Paul jumped back to B in time to see Yashin settle on the couch. “What was that about?”

I said, “I don’t know.”

“That is one strange family, Juno. You ever notice how they don’t talk to each other.”

“Yeah.” My stomach clenched. What am I getting into with Natasha? Why was it that I had such a thing for women with problems? Tall, dark, and fucked up. That was my type. I needed to be careful around her. We were having a good time together, but I didn’t want to fall for her. I really didn’t.
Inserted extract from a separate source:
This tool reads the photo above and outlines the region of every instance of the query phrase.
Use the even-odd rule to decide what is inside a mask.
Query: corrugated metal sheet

Yashin poured a drink for himself, downed it in a hurry, and poured another. He placed a call. A holo of Ram Bandur flickered into his living room. Both Paul and I perked up. Why would he be calling the man who killed two of his dealers?

Yashin said, “I have a proposition for you.”

“What is it?”

“I have surplus product that I thought you might want to take off my hands.”

“Is that why you’re poachin’ my territory? Just ’cause you have some extra shit you want to dump, you think you have the right to sell in my territory. You steal from me and then you want to do business?

"FUCK YOU!”

Yashin winced at the fury coming from Bandur’s cheery-faced hologram. “I’ll give you a good price,” he said.

“What you got?”

“Eight hundred kilos of O.”

“What you askin’?”

“Kilo for kilo.”

“Are you fuckin’ kidding me! What kind of fucked-up deal is that? I did you a favor by not killing you for poaching my territory. Is this how you show your ’preciation, you cocksucker?” Bandur hung up.

Paul smiled wide. “This is our chance, Juno.”

“What chance?”

“When Yashin sells the opium to Bandur, we’ll nail both of them.”

“Bandur didn’t sound too interested in buying.”

“Kilo for kilo-that’s hardly a bargain.” One kilo of opium for a kilo of pesos. “They’re just negotiating. We have to be patient.”

I took one last bite and put my fork down.

“Do you want some more?”

“No, I’m full.”

Natasha had cooked up a chicken with apricots over rice. She was nervous about it. Her mother taught her how to prepare it, but her mother used ’guana instead of chicken. When I’d asked her why she didn’t use ’guana, she said it was a special occasion. I thought the chicken was a little dry. I told her it was delicious.

Natasha took her brandy to my couch and pulled her feet up. “What was your family like?”

I joined her on the couch. She listened with rapt attention as I open-booked my life for her. I could tell her anything-judgment free. I told her about Tenttown. I told her how my father would tie me up while he beat my mother. I showed her the rope-burn scars. I told her how I was always getting kicked out of school for fighting. When she asked if I had any regrets, I told her that I wished I had killed my father before his liver beat me to it.

“Really? You wouldn’t feel guilty killing your own father?”

“The bastard deserved it. I deserved the chance to kill him myself. His liver robbed me of my vengeance. It was my only chance to see the world as a fair place.”

She wouldn’t let it drop. She kept asking questions about my father and how I could possibly kill him, my own flesh and blood. He beat my mother. I didn’t know how much plainer I could make it.

She asked me if I’d had any happy times when I was growing up. I told her about how my mother and I used to make shabbakia together. Natasha had never heard of it. No surprise there. Nobody had ever heard of it. I’d never seen the honey-soaked pastries anywhere on Lagarto, not once. It was an Earth thing. Moroccan was what my mother would say. I didn’t even know how my mother learned to make it, but whenever she managed to scrape a few coins together, that was what we’d do. It would take the entire day, buying the ingredients, mixing the dough, forming it into rosettes. Then we’d stack up the trays and carry them to the public deep fryers. Next we’d bring the hot golden pastries all the way back to our tent and soak them a pot of honey that sat over the fire. I was amazed Natasha was still listening when I told her that we’d finish it off by sprinkling the shabbakia with toasted sesame seeds.